Monde arabe qui a déjà changé
Benjamin Netanyahu est le grand gagnant de cette opération. Le rapprochement avec les monarchies du Golfe est l’un de ses principaux objectifs sur la scène diplomatique puisqu’il a le double intérêt de cimenter un front anti-iranien et d’isoler encore un peu plus les Palestiniens. Le Premier ministre trouve en plus une excuse parfaite pour ne pas mettre en exécution ses projets d’annexion, dont il ne veut pas par réalisme, mais qu’il est obligé de soutenir pour attirer les voix de l’extrême droite. Pour le Premier ministre israélien, la victoire sera encore plus belle si le « coming-out » émirati provoque un effet domino dans le Golfe. Bahreïn pourrait bientôt suivre.
Mais la normalisation avec le Golfe prendrait une toute autre dimension si elle impliquait l’Arabie saoudite. Cela semble toutefois peu probable à court terme. Le roi Salmane est attaché à la cause palestinienne tout comme une partie de l’opinion publique saoudienne, et le royaume doit en plus prendre en compte des considérations religieuses en tant que gardien des Lieux saints – la mosquée al-Aqsa de Jérusalem est considérée comme le troisième lieu saint de l’islam.
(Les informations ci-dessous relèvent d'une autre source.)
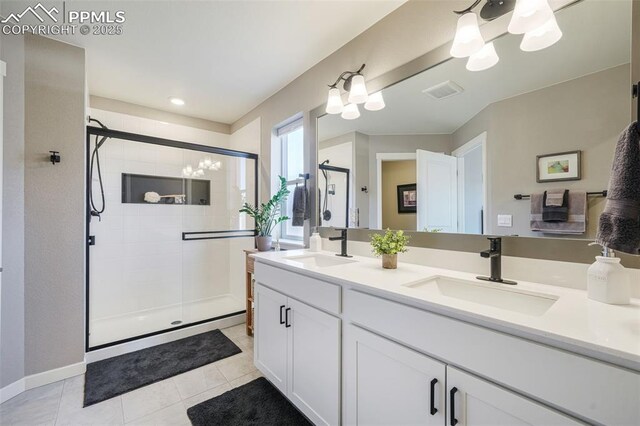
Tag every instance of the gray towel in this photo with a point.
(555, 205)
(555, 198)
(577, 219)
(301, 206)
(619, 227)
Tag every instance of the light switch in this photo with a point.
(505, 220)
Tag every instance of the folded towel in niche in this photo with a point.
(301, 208)
(555, 198)
(576, 221)
(619, 226)
(554, 210)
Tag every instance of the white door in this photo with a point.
(270, 335)
(473, 401)
(389, 384)
(437, 192)
(314, 354)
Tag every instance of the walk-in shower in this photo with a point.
(167, 252)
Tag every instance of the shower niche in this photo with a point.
(148, 189)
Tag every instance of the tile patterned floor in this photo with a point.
(161, 403)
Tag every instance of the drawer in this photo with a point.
(322, 295)
(581, 386)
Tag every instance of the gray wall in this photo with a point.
(12, 321)
(42, 324)
(405, 34)
(54, 204)
(586, 114)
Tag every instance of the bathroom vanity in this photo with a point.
(350, 343)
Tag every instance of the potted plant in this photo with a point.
(267, 216)
(388, 245)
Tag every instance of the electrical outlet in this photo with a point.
(505, 220)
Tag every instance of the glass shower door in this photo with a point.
(167, 250)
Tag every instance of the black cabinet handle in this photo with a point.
(434, 410)
(452, 399)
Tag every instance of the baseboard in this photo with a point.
(41, 379)
(54, 375)
(170, 336)
(11, 390)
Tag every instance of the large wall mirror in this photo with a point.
(453, 148)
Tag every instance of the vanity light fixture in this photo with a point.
(540, 38)
(533, 18)
(351, 112)
(353, 82)
(468, 39)
(484, 59)
(375, 102)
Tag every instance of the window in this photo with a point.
(292, 165)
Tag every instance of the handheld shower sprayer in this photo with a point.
(95, 161)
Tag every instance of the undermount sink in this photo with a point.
(488, 294)
(320, 260)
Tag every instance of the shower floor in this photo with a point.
(113, 329)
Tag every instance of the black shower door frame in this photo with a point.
(339, 170)
(135, 137)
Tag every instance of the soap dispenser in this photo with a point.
(607, 279)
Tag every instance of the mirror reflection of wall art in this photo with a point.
(558, 167)
(407, 198)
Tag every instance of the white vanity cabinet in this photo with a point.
(399, 362)
(473, 401)
(298, 348)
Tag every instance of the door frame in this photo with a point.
(380, 157)
(478, 141)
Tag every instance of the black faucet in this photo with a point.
(495, 254)
(343, 242)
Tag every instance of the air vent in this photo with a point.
(443, 90)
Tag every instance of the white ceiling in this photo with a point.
(222, 57)
(597, 36)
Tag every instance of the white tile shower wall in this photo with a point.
(139, 261)
(562, 274)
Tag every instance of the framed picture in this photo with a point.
(558, 167)
(407, 198)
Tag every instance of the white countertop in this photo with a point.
(607, 332)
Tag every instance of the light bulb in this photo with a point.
(468, 39)
(351, 112)
(540, 38)
(484, 59)
(529, 15)
(334, 102)
(375, 102)
(358, 91)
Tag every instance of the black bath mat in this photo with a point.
(256, 403)
(115, 376)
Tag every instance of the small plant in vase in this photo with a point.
(267, 216)
(388, 245)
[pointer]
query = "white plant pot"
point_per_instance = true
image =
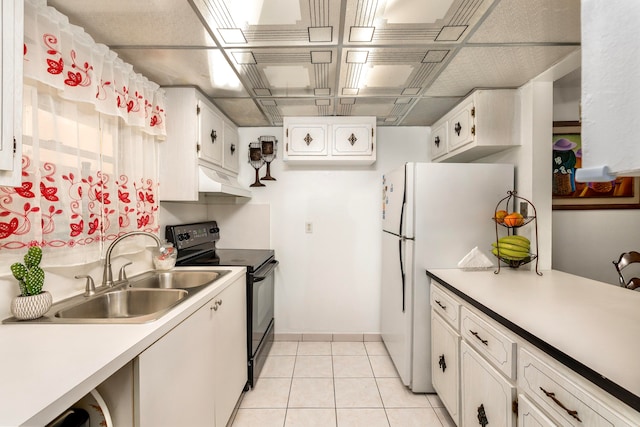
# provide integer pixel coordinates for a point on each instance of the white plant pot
(31, 307)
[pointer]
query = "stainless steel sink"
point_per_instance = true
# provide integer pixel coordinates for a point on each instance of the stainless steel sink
(175, 279)
(125, 303)
(139, 299)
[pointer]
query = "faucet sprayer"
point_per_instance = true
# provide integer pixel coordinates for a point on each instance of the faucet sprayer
(107, 275)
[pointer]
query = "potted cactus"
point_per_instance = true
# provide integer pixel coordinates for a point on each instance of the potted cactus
(32, 302)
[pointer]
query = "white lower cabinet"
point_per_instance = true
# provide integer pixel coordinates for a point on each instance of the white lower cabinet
(496, 365)
(194, 375)
(487, 397)
(568, 399)
(445, 366)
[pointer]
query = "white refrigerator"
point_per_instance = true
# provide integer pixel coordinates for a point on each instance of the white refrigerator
(433, 215)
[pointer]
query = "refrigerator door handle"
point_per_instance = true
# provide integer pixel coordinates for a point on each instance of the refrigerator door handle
(400, 243)
(404, 287)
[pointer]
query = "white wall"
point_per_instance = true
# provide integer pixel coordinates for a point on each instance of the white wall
(328, 281)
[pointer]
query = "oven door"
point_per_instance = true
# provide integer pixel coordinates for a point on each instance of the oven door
(262, 300)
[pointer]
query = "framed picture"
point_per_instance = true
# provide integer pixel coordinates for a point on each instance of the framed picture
(567, 193)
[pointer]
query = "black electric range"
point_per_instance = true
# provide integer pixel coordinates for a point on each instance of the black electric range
(196, 246)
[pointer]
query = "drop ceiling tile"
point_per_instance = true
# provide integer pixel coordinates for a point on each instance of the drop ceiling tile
(286, 71)
(493, 67)
(527, 21)
(137, 23)
(387, 71)
(205, 68)
(242, 111)
(427, 111)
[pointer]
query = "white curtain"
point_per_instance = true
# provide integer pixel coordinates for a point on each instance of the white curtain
(63, 56)
(90, 147)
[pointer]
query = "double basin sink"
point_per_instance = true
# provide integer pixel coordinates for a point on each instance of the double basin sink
(141, 299)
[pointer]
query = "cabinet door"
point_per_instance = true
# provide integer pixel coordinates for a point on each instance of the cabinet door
(230, 151)
(307, 140)
(461, 126)
(175, 376)
(445, 369)
(352, 139)
(439, 140)
(530, 416)
(210, 134)
(11, 22)
(230, 348)
(487, 397)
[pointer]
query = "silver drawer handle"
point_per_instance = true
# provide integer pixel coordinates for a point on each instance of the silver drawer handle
(475, 334)
(552, 396)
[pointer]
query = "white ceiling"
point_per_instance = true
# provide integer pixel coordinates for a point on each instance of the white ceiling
(407, 62)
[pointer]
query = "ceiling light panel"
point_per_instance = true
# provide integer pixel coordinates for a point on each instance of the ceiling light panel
(205, 68)
(271, 23)
(402, 22)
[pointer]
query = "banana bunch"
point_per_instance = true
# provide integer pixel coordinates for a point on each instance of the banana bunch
(514, 248)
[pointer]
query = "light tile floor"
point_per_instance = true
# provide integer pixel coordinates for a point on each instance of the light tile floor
(343, 384)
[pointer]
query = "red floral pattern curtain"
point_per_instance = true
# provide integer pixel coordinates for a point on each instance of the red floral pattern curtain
(90, 140)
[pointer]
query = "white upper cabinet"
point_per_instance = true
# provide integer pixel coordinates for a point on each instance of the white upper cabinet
(230, 157)
(481, 125)
(330, 140)
(610, 89)
(199, 140)
(12, 23)
(210, 133)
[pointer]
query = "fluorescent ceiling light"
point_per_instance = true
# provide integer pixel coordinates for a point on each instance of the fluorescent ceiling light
(361, 34)
(435, 56)
(321, 57)
(357, 56)
(245, 57)
(220, 72)
(232, 35)
(320, 34)
(264, 12)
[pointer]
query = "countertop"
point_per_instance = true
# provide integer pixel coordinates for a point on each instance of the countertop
(45, 368)
(593, 326)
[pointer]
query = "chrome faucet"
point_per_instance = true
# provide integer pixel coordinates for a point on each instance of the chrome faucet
(107, 275)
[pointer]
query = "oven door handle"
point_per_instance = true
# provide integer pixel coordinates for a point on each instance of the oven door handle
(260, 277)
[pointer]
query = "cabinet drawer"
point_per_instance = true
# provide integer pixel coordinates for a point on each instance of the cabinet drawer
(446, 306)
(497, 347)
(558, 391)
(487, 397)
(530, 416)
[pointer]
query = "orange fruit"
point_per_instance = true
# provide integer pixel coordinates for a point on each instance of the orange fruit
(514, 219)
(500, 216)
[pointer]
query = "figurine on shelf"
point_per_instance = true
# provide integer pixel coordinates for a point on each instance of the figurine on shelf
(256, 161)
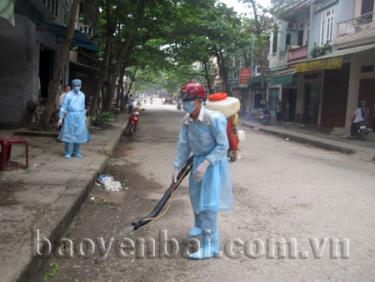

Plus qu’un tournant, cette dynamique politique qui voit les monarchies du Golfe se rapprocher d’Israël au grand jour est l’affirmation d’un monde arabe qui a déjà changé. Les Émirats ont pris acte de ce changement et assument le fait que l’Iran, la Turquie ou encore les démocrates arabes sont pour eux des dangers plus menaçants que l’État hébreu. Le monde arabe est aujourd’hui rythmé par les interventions de puissances non arabes aux agendas impérialistes : l’Iran, la Turquie et, dans une moindre mesure, la Russie. Le géant égyptien se transforme d’année en année, malgré ses 100 millions d’habitants, en un second couteau. La Syrie est en ruines. L’Irak est en guerre de façon discontinue depuis plus de 15 ans. Les monarchies du Golfe sont dirigées par de jeunes loups condamnés à réinventer leur pays pour préparer l’après-pétrole sous risque de disparaître.
La Palestine n’est plus un sujet prioritaire pour les pays du monde arabe. La normalisation avec Israël est encore un tabou pour la majorité d’entre eux. Mais elle ne change pas fondamentalement la donne : les Palestiniens sont plus seuls que jamais.